Barcelona, Spain – 27 Aug 2022: Dapagliflozin reduces the risks of death and cardiovascular events in patients with heart failure regardless of ejection fraction, according to late breaking research presented in a Hot Line session today at ESC Congress 2022.1
This pre-specified patient-level meta-analysis combined the DAPA-HF2 and DELIVER3 trials of the SGLT2 inhibitor dapagliflozin in patients with heart failure. DAPA-HF enrolled patients with reduced ejection fraction (40% or less) and DELIVER enrolled patients with mildly reduced and preserved ejection fraction (above 40%). Both trials randomly allocated participants to dapagliflozin 10 mg once daily or placebo.
The first aim of this analysis was to examine the effect of dapagliflozin on a number of secondary outcomes that each trial alone was not powered to examine. The second aim was to examine if dapagliflozin was effective across the entire range of ejection fraction, since the EMPEROR-Preserved trial previously suggested that the effect of empagliflozin, another SGLT2 inhibitor, may be attenuated in patients with higher ejection fraction.4
A total of 11,007 patients were randomised to dapagliflozin or placebo in the two trials. Survival analysis was used to examine the effect of dapagliflozin on death from cardiovascular causes; death from any cause; total hospital admissions for heart failure; and the composite of death from cardiovascular causes, myocardial infarction, or stroke (major adverse cardiovascular events; MACE).

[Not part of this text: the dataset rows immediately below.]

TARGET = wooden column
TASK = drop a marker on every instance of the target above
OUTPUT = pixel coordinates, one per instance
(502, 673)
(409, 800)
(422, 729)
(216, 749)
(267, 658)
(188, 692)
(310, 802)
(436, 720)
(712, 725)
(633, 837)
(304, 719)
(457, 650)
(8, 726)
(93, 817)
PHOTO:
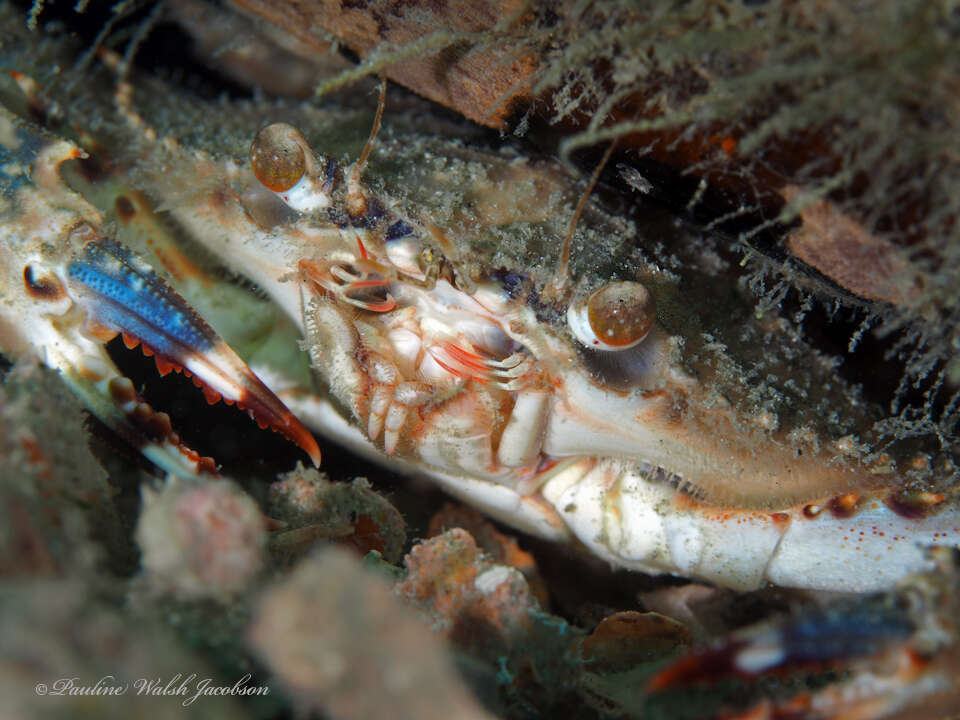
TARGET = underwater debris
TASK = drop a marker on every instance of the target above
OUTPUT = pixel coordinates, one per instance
(339, 641)
(200, 539)
(312, 508)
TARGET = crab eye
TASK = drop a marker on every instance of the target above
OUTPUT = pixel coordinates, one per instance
(42, 286)
(277, 157)
(616, 317)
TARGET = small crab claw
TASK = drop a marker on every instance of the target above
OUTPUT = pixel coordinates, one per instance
(122, 294)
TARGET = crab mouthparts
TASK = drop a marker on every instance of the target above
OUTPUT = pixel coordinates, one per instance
(122, 294)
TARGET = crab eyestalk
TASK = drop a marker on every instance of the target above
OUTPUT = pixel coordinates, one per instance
(282, 161)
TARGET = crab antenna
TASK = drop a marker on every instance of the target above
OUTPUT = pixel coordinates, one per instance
(356, 202)
(563, 275)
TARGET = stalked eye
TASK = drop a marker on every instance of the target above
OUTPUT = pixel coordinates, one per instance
(616, 317)
(41, 285)
(278, 157)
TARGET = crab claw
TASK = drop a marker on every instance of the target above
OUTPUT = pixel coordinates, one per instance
(894, 654)
(122, 294)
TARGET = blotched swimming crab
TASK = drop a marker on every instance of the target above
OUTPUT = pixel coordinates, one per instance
(625, 397)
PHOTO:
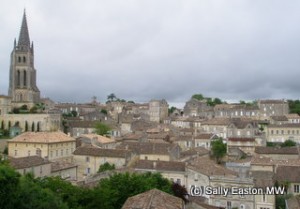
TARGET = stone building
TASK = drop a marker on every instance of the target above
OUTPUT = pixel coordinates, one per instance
(22, 76)
(158, 110)
(283, 132)
(51, 145)
(195, 107)
(269, 108)
(5, 106)
(23, 90)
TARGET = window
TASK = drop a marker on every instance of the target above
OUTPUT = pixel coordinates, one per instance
(264, 198)
(88, 170)
(228, 205)
(25, 78)
(296, 188)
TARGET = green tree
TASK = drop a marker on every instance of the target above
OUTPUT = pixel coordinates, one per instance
(172, 109)
(288, 143)
(218, 149)
(102, 129)
(9, 181)
(294, 106)
(32, 195)
(104, 111)
(198, 97)
(180, 191)
(112, 192)
(74, 113)
(106, 167)
(111, 97)
(75, 197)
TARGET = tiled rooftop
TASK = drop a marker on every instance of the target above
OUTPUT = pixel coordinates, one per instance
(42, 137)
(154, 199)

The average age of participants was 69 years and 35% were women. The median follow up was 1.8 years. Dapagliflozin reduced the risk of death from cardiovascular causes by 14% (hazard ratio [HR] 0.86; 95% confidence interval [CI] 0.76–0.97; p=0.01), death from any cause by 10% (HR 0.90; 95% CI 0.82–0.99; p=0.03), total hospital admissions for heart failure by 29% (relative risk [RR] 0.71; 95% CI 0.65–0.78; p<0.001) and MACE by 11% (HR 0.90; 95% CI 0.81–1.00; p=0.045). There was no evidence that the effect of dapagliflozin differed by ejection fraction for any of the outcomes.
Study author Professor Pardeep Jhund of the University of Glasgow, UK said: “Our findings confirm that all patients with heart failure, regardless of ejection fraction, may benefit from dapagliflozin in addition to any other heart failure therapy they are receiving.”